TCL max size of array

2019-02-17 12:58发布

问题:

I'm working on an engineering application, and the interface is written in TCL TK.

Everything went fine until I need to use a (extremely) large array. 370.000.000 of elements, each element from 2 to 10 characters length (linear grown).

My question is, ¿where is the size limit for TCL arrays? I've been reading and investigating and the only I've found is "2GB" of string data, but I dont know if it's reliable because it doesn't explain the reason.

I did an experiment:

set lista [list ]
catch {
    for {set i 0} {$i < 370000000} {incr i} {
        lappend lista $i
    }
}
puts $i

returns $i = 50.000.000 more or less on a 32 bits Windows 7

回答1:

It's a bit complicated to explain. The 2GB limit comes from the low-level memory allocator, which has a size limit because it uses a signed 32-bit integer to describe how much memory to allocate. That was fine on 32-bit systems, but it's an open bug (which might be assigned to me) that it's still true on 64-bit systems; the right type in the C API is actually ssize_t (yeah, still signed; negative values are used for signalling) but fixing it completely wrecks a lot of API, so it requires a major version change to sort out.

But the maximum size of a list is something else. That is fundamentally linked to a combination of a few things. Firstly, there's the maximum size of memory structure that can be allocated (the 2GB limit) which means that you probably can't reliably get more than 256M elements in a list on a 64-bit system. Then there's the total number of items allocated, though that's less of a problem in practice, particularly if you actually put items in the list multiple times (as they share references).
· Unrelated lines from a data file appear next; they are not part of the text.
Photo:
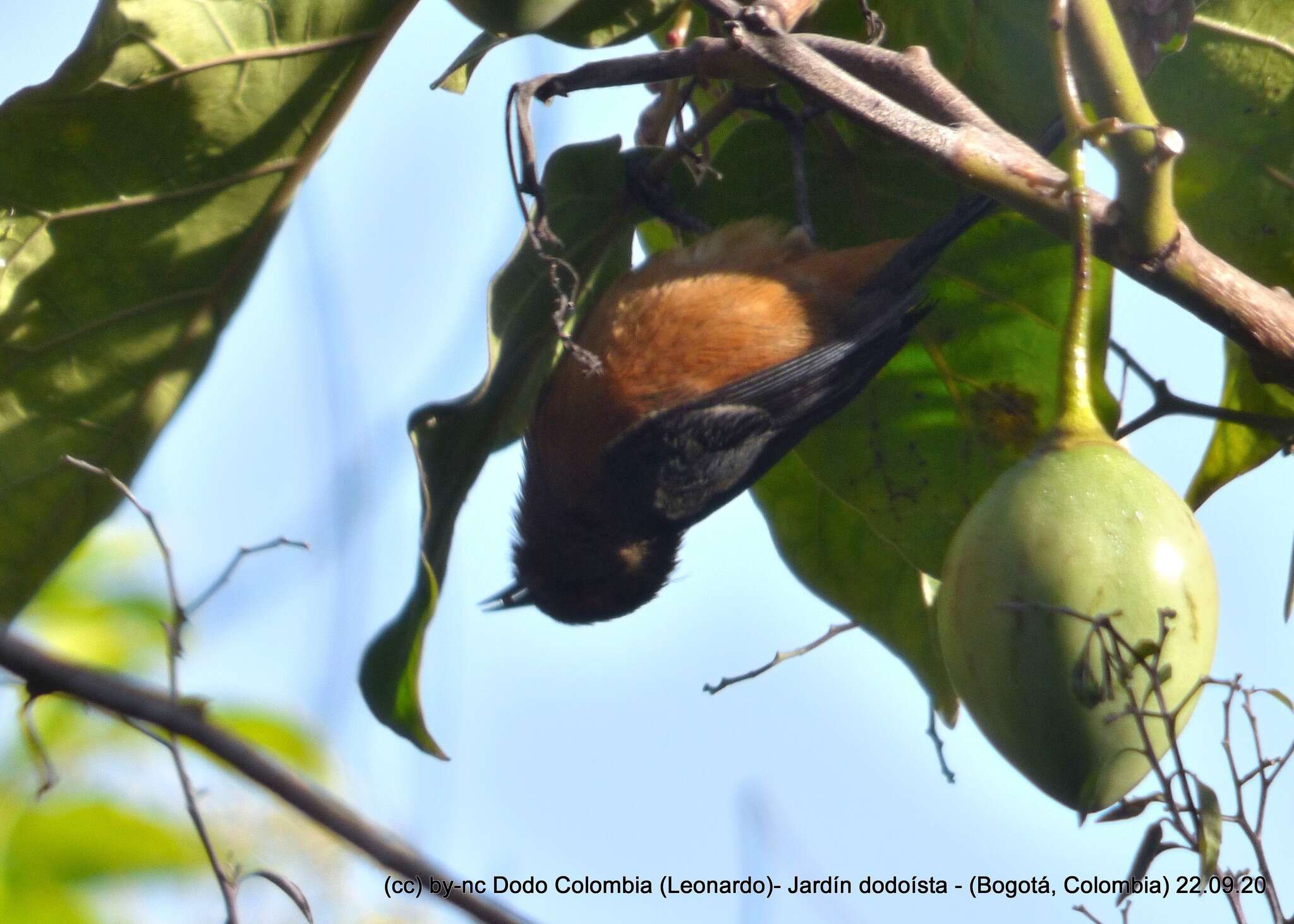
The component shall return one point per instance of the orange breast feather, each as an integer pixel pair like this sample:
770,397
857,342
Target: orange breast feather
691,320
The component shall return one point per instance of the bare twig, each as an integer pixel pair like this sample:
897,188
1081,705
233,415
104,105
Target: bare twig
779,657
932,730
1166,403
48,774
223,579
122,697
179,616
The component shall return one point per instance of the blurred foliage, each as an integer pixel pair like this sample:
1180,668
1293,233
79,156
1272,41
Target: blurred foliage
113,830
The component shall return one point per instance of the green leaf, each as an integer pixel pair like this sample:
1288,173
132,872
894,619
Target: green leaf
585,192
456,76
869,501
1210,829
596,23
967,399
1231,93
87,839
832,550
276,733
1235,448
139,191
1149,848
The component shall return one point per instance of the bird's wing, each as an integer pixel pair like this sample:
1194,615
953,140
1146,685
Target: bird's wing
687,461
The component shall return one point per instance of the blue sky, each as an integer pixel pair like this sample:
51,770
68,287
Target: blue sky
593,751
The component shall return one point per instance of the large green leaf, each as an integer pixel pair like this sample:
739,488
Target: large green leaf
967,398
585,192
1231,93
139,189
1233,448
832,550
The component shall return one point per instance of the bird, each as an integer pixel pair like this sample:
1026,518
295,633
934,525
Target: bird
715,360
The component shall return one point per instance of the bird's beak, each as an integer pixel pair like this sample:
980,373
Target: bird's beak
513,596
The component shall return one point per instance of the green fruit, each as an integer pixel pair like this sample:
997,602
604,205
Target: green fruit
513,17
1089,529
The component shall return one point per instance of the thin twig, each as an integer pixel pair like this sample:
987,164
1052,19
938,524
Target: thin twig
179,616
244,551
938,748
48,773
779,657
1166,403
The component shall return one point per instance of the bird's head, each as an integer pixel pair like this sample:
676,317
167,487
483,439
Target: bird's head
584,563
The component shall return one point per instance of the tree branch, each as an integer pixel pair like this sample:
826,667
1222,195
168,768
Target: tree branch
936,122
119,695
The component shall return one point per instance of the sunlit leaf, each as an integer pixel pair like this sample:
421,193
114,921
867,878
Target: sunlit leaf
1210,829
460,71
608,22
832,550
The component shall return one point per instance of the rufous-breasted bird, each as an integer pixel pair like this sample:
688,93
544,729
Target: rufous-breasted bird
717,359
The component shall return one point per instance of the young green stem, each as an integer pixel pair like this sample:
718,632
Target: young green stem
1075,412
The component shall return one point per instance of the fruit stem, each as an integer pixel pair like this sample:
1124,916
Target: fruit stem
1075,412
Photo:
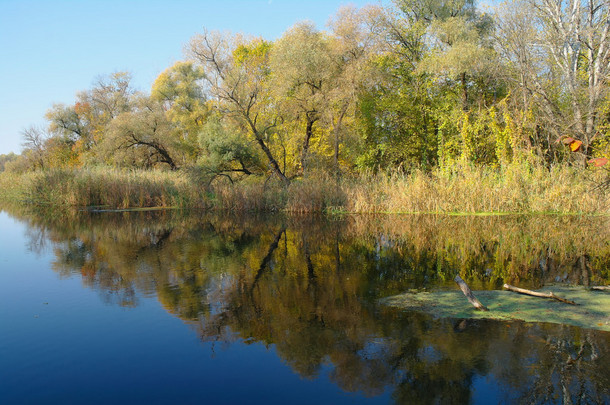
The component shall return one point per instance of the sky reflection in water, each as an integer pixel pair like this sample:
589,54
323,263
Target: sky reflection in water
158,307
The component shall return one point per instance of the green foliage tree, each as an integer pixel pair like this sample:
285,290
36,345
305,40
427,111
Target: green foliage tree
226,152
143,137
237,76
179,89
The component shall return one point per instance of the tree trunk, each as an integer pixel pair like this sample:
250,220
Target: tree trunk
469,295
464,91
308,134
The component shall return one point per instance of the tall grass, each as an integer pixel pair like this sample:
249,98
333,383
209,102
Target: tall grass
109,188
517,188
512,189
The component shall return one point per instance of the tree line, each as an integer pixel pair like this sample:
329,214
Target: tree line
419,84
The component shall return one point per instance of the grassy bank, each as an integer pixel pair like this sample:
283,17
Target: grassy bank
515,189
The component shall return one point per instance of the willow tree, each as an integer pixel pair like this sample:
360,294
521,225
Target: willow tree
236,78
560,54
179,89
300,62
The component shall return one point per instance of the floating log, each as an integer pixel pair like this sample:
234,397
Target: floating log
537,294
468,293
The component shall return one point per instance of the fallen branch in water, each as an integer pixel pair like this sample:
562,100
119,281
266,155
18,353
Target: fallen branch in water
537,294
468,293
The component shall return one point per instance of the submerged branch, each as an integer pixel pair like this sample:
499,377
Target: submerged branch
468,293
537,294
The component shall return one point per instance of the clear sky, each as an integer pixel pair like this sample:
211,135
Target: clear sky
50,50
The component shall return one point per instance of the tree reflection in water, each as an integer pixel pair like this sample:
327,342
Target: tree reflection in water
309,286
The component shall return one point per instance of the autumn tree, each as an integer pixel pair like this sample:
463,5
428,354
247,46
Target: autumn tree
559,54
142,137
180,91
237,77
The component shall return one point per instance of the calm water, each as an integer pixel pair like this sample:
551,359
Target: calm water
165,307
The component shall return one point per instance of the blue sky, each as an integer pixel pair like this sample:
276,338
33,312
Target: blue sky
50,50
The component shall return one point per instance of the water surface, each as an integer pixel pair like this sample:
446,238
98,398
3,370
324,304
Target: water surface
171,307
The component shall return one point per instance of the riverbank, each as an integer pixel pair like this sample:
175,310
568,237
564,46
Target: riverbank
467,190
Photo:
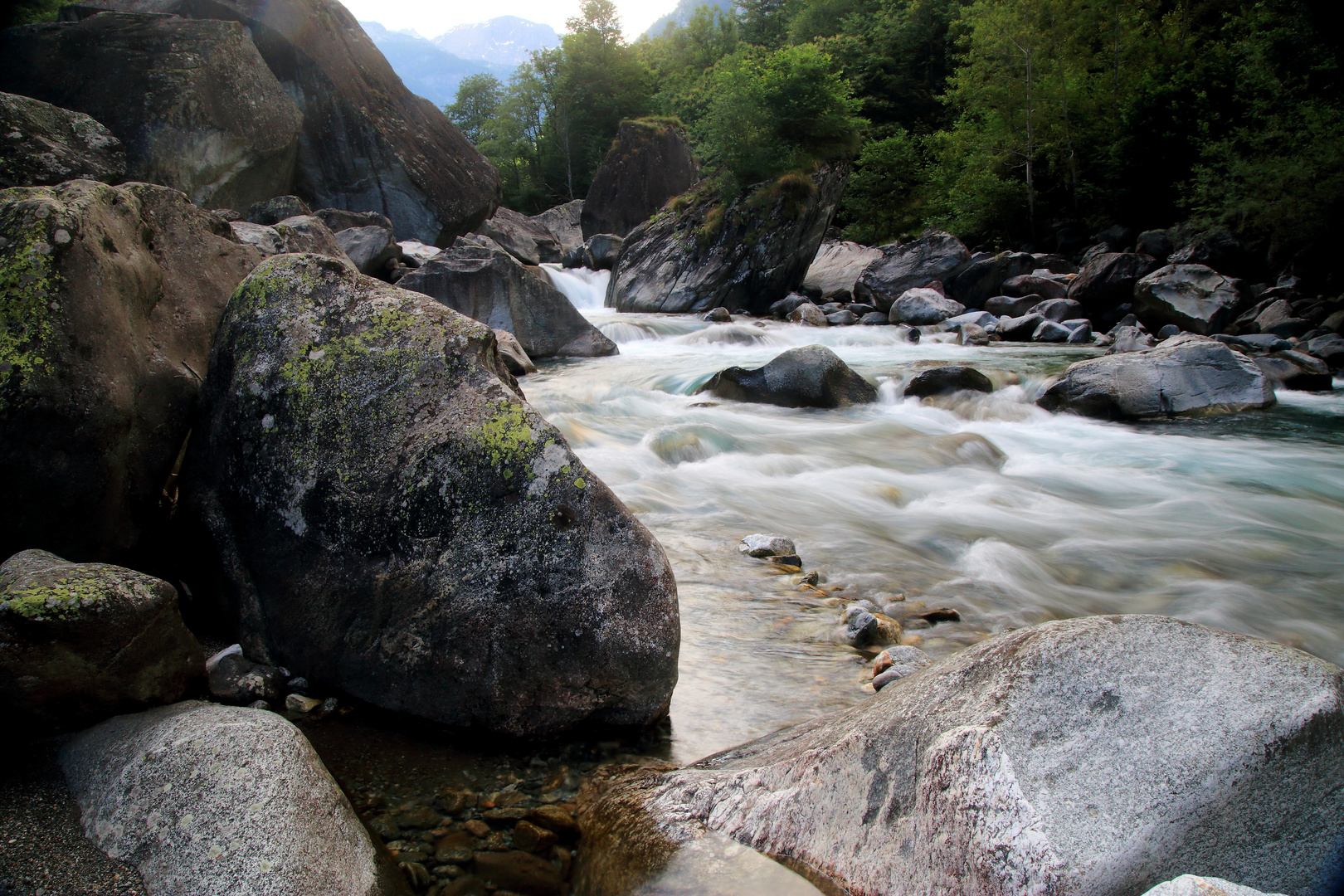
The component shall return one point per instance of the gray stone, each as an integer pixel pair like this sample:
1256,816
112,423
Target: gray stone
808,377
84,641
1186,373
219,801
923,306
477,278
1094,757
767,546
362,440
934,257
208,117
45,145
838,265
1192,297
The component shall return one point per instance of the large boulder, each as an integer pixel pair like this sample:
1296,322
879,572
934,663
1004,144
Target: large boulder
216,800
914,265
368,141
838,265
650,163
1109,280
808,377
1181,375
46,145
208,117
110,299
743,256
477,278
1097,757
85,641
394,520
1194,297
520,236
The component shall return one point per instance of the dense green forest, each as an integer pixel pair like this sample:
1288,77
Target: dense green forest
1006,121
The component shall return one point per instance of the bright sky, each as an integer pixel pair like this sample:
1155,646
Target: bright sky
433,17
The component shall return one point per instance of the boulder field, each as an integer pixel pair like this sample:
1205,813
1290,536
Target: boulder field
394,520
1098,757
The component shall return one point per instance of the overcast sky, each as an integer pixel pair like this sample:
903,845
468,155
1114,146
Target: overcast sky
433,17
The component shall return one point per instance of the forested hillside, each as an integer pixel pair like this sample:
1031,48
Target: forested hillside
1007,121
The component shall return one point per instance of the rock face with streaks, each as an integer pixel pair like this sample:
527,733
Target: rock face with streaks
743,256
217,801
1186,373
477,278
110,299
1094,757
84,641
394,520
208,117
45,145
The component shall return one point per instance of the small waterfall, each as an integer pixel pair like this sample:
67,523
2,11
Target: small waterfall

Finally, there's the size of the string representation of the list: if you're generating that a lot, you're doing it wrong anyway, but that would be the real limiting factor in your example if you were creating it (as that will hit the 2GB limit sooner).

The actual point where you hit the memory limit might be lower, depending on when your system starts to deny requests to allocate memory. That's all up to the OS, which tends to base its decision on what else is going on on the system, so it's incredibly hard to give any kind of general rule there. My (64-bit, OSX) system took ages, but succeeded in running your sample code:

$ tclsh8.6
% eval {
set lista [list ]
catch {
    for {set i 0} {$i < 370000000} {incr i} {
        lappend lista $i
    }
}
puts $i
}
370000000
% llength $lista
370000000
% unset lista
% exit

The llength was the only truly quick operation (since it could pull the length out of the list metadata). The unset took ages. The exit was pretty quick, but took a few seconds.